Yes, objective measurements should definitely be the priority here as that's what this project is all about, and the resources and careful methodology required for proper scientific listening tests would be immense, too much for one person to organise.
I don't think listening tests prior to measuring would have any undue effects on the objective tests though, while eliminating a major source of subjective expectation bias, and so giving listening impressions a bit more reliability. Measurement selection bias can be easily eliminated by deciding beforehand on a fixed set of measurements that are made on all speakers.
@amirm using a standardised template for measurement reviews would help here (as well as for DAC/amp reviews), so no measurement is assumed, or forgotten to be measured/posted as has happened in the past. I think Reference Audio Analyzer's 'Reports for Pros' does this standardised format approach well e.g.
here is their report for the LG G7 and
here is their HiFiMan HE-400i report, which have the same structure for all DAC/headphones reports. Of course, further measurements can be made if a particular feature/failure needs more investigation, but all equipment should be tested with the same initial suite of measurements.

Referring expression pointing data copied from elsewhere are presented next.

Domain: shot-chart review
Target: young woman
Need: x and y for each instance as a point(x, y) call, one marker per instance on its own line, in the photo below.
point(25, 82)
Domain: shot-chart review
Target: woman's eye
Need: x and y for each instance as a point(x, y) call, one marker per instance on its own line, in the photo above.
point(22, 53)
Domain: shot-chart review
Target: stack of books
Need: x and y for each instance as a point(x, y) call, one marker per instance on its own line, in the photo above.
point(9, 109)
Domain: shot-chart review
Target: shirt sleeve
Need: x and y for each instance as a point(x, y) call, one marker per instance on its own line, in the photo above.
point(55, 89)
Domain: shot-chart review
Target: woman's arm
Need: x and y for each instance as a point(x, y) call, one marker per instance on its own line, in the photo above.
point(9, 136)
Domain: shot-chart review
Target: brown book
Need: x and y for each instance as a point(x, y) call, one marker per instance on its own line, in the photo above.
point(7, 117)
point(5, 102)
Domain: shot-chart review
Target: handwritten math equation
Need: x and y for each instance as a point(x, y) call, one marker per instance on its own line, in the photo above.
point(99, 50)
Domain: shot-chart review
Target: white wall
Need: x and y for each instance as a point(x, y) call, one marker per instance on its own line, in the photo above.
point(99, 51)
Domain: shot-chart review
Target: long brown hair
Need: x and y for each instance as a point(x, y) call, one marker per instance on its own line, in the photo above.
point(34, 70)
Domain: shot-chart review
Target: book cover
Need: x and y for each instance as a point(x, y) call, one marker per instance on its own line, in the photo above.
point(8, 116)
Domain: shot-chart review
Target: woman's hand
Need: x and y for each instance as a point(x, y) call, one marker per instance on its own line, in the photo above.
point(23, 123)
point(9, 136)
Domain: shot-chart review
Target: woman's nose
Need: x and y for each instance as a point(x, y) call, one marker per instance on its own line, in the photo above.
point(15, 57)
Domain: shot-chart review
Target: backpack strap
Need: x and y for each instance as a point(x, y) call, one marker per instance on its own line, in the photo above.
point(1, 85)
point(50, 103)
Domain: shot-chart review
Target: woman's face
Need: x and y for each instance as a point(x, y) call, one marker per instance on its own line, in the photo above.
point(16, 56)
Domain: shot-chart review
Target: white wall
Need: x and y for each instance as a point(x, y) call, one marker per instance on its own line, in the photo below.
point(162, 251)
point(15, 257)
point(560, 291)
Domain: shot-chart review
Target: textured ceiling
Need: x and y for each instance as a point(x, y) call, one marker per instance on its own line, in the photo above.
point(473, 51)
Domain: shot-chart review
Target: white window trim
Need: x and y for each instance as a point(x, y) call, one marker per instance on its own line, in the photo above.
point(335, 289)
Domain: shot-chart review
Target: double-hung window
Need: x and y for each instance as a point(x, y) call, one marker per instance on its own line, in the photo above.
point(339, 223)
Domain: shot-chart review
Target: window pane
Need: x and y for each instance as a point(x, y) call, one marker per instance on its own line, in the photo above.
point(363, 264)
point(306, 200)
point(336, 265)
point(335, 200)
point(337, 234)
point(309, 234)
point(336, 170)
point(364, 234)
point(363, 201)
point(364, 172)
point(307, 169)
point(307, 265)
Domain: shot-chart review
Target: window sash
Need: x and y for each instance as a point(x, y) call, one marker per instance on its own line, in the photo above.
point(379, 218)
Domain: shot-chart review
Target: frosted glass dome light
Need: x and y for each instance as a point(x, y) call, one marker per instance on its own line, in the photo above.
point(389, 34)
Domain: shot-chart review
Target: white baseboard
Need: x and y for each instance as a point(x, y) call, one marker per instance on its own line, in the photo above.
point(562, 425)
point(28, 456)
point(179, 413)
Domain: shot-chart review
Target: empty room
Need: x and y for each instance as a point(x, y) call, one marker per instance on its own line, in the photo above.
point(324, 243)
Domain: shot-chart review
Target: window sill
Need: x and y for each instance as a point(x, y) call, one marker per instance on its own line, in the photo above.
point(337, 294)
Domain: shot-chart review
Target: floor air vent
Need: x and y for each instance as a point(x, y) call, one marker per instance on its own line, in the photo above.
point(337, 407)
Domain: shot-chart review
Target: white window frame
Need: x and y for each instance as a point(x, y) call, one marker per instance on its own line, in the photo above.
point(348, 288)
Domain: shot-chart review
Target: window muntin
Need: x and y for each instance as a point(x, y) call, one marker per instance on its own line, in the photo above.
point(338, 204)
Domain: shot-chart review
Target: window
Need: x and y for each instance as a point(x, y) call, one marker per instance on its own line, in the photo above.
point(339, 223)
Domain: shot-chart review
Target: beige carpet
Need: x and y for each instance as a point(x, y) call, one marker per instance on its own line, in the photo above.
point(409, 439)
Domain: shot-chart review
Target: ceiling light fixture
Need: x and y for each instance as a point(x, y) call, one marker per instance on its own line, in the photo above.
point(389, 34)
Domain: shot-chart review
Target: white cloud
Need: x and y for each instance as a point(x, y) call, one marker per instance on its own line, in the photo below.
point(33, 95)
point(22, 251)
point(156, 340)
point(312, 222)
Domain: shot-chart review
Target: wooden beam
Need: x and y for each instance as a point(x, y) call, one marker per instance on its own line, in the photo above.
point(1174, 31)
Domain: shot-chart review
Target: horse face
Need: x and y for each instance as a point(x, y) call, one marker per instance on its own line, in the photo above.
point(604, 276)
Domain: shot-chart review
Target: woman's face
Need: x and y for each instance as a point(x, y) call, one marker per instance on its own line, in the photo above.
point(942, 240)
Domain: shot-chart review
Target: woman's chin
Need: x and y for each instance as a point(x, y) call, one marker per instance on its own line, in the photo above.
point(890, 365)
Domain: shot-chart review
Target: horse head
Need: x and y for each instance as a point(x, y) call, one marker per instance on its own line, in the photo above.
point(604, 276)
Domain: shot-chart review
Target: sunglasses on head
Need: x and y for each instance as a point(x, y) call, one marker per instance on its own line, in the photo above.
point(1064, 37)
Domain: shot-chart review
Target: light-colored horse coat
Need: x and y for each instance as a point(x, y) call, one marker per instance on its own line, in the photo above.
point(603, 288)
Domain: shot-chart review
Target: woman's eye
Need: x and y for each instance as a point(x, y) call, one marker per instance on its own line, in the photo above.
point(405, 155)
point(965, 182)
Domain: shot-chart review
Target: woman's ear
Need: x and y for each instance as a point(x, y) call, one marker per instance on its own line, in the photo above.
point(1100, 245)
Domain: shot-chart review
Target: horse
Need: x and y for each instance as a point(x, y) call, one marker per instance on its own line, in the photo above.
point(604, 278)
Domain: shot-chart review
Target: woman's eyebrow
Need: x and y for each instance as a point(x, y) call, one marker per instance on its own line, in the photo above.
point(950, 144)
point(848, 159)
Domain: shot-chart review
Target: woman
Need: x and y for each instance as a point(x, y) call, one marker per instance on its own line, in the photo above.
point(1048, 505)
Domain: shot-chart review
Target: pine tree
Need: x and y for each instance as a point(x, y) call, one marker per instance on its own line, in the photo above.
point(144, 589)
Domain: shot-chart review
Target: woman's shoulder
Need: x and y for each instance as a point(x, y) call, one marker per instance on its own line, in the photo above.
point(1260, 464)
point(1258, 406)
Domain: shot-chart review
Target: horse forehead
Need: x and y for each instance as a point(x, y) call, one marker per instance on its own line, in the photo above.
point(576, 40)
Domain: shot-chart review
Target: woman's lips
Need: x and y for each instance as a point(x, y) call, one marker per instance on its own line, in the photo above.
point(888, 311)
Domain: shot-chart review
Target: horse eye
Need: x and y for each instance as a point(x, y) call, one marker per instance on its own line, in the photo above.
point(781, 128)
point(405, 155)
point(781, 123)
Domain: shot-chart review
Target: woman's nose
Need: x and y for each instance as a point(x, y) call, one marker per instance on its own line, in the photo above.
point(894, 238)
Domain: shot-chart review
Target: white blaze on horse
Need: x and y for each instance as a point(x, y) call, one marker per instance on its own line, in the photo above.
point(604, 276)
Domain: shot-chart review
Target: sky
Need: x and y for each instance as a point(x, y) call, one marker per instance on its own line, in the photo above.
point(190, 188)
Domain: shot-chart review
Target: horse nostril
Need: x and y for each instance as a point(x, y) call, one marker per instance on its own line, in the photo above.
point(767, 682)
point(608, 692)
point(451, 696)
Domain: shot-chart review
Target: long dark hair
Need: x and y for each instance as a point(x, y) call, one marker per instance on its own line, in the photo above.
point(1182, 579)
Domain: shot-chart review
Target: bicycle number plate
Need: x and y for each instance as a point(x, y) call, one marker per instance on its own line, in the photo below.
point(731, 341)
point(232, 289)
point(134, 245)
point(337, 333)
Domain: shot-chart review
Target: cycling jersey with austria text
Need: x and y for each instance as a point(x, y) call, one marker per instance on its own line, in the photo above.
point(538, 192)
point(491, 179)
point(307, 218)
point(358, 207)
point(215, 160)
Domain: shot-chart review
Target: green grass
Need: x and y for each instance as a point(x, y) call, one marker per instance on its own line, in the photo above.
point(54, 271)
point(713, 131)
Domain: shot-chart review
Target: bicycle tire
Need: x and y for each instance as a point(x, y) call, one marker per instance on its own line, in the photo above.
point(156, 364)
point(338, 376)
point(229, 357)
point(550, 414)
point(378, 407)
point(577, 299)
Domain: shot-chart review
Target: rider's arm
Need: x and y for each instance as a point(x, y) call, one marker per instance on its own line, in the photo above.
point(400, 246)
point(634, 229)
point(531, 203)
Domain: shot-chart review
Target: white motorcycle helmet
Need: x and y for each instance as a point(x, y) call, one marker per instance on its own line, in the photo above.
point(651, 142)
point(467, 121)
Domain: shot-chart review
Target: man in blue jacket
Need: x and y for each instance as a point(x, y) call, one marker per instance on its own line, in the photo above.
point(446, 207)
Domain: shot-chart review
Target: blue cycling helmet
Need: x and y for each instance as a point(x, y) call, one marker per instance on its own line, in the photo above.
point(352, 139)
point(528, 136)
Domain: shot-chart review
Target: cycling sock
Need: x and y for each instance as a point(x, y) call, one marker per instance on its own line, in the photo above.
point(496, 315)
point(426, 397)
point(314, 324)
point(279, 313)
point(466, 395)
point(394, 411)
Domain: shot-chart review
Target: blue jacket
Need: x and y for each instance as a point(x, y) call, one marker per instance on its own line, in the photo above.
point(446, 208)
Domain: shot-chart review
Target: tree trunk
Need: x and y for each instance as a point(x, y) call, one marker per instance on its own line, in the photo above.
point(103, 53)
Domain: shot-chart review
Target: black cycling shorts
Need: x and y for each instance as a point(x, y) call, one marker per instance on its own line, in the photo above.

This leaves interpretation bias, which as you say, can be ameliorated by being 100% transparent and presenting all raw measurement data publicly (again, the same goes for the DAC/amp tests), offering opportunity for cross-checking, and will hopefully average out interpretation bias amongst people with different focus and areas of expertise. This could be done via public online cloud storage e.g. Google Drive / Dropbox / OneDrive.